According to United States Attorney Maria Chapa Lopez, Tammy Marie Steffen created nearly 400 social accounts to “cyberstalk, harass and threaten her victims.” Prosecutors say her abusive activity dates back to August 2016 and continued until July 2018.

It was in July that Steffen used her 12-year-old daughter to stage a kidnapping attempt. She filed a false police report and eventually admitted that she had done so in order to get back at a business associate.

FBI investigators found that Steffen used at least 369 Instagram and 18 email accounts to target and harass six victims, some of whom are also former business associates.

“She cyberstalked, harassed and threatened several of her former colleagues and associates through repeated emails, phone calls, text messages and social media messages from numerous phone numbers and accounts,” the U.S. Attorney’s Office said in a release.

Many of the victims received death threats from Steffen. Some of the messages read “you will die by my hands” and “I plan to slice you up into little pieces. Your blood shall I taste.”
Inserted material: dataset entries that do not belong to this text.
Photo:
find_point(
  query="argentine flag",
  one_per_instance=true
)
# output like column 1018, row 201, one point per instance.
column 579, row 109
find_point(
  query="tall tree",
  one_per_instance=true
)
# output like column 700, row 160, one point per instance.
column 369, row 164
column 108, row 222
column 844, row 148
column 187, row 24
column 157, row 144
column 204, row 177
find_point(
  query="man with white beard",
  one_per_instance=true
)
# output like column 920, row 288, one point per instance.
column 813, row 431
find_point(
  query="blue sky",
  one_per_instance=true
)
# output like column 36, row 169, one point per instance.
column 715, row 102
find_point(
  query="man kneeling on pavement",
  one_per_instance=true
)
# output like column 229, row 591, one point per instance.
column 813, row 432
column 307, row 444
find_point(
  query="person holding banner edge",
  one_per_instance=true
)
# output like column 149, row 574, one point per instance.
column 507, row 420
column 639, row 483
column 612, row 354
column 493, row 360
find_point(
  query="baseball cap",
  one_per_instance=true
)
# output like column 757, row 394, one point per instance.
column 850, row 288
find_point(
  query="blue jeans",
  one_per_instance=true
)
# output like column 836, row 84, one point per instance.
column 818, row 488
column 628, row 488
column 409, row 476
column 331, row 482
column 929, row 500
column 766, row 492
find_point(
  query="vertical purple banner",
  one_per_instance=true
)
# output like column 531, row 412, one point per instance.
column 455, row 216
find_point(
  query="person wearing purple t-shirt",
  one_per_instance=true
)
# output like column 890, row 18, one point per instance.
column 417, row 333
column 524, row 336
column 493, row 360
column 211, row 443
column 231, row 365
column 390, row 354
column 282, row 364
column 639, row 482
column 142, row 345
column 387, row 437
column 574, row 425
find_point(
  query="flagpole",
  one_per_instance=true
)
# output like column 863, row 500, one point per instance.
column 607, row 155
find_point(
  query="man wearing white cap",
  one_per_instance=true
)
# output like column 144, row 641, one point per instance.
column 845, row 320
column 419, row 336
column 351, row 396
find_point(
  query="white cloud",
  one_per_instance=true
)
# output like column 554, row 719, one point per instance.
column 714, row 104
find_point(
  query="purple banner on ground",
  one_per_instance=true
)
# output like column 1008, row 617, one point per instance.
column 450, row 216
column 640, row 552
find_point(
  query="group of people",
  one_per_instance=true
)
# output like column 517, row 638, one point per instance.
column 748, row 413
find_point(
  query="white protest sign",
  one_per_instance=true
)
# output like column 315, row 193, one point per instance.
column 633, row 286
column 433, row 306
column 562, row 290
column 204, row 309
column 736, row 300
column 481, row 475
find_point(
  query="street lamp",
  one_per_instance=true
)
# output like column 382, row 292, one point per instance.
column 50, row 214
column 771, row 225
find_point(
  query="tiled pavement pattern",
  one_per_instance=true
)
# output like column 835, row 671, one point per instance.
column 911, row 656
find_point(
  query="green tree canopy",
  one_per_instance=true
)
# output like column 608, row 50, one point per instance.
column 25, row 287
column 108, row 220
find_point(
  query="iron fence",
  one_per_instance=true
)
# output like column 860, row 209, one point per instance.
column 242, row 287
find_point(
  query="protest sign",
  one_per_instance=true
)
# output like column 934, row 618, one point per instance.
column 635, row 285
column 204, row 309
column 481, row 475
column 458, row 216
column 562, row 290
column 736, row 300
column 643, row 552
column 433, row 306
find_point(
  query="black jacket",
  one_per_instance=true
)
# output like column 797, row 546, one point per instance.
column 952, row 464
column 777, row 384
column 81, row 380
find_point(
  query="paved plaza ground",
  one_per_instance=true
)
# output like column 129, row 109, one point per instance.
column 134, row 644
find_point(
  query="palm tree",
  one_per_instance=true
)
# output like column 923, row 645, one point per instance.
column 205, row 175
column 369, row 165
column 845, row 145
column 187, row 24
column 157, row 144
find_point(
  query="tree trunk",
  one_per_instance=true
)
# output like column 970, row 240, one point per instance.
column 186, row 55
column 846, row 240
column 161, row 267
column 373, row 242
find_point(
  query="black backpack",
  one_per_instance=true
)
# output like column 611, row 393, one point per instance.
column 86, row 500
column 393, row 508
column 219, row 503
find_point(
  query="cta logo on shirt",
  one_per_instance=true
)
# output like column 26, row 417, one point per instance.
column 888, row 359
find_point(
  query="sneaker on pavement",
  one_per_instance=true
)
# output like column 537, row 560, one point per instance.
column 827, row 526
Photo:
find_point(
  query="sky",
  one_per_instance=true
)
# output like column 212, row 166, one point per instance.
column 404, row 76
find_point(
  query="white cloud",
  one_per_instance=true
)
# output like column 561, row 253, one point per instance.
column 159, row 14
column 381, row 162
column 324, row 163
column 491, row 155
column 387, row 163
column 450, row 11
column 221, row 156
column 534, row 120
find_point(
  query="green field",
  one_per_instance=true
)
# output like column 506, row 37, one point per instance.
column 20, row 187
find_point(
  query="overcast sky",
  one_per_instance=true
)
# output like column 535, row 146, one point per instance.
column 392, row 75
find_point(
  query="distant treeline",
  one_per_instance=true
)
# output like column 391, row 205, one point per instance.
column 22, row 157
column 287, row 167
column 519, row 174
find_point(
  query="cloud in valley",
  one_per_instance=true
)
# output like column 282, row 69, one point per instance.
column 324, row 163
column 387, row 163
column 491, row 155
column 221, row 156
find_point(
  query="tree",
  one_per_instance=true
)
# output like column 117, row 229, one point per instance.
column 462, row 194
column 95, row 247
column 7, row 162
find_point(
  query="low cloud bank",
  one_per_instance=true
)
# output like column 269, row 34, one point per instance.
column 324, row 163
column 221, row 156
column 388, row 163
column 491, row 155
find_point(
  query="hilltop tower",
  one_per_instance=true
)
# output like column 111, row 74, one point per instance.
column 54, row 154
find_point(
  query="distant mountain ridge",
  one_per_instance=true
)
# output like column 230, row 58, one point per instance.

Court records indicate that an FBI investigation began Jan. 24 when the agency obtained three search warrants to look into 89 Instagram accounts believed to be used to stalk and harass. More than half of those accounts were associated with Steffen’s IP address. Others traced back to her workplace or her parents’ home, prosecutors say.

A search of Steffen’s home was conducted June 18. At the time, she agreed to an interview in which she admitted that she had relationships with the victims and that she had used fake accounts to send disturbing messages.

According to court records, each of the victims shared stories about other ways that Steffen sought to disrupt their lives. In one instance, she used voice-disguising software and fake numbers to threaten one victim’s life. In another, she manipulated a victim’s business voicemail message to include “sounds of a sexual nature, including people moaning,” prosecutors said.

Steffen pleaded guilty to one count of cyberstalking and one count of sending threatening communications online. She faces a maximum sentence of five years in prison per count. Prosecutors say a sentencing hearing has not been determined.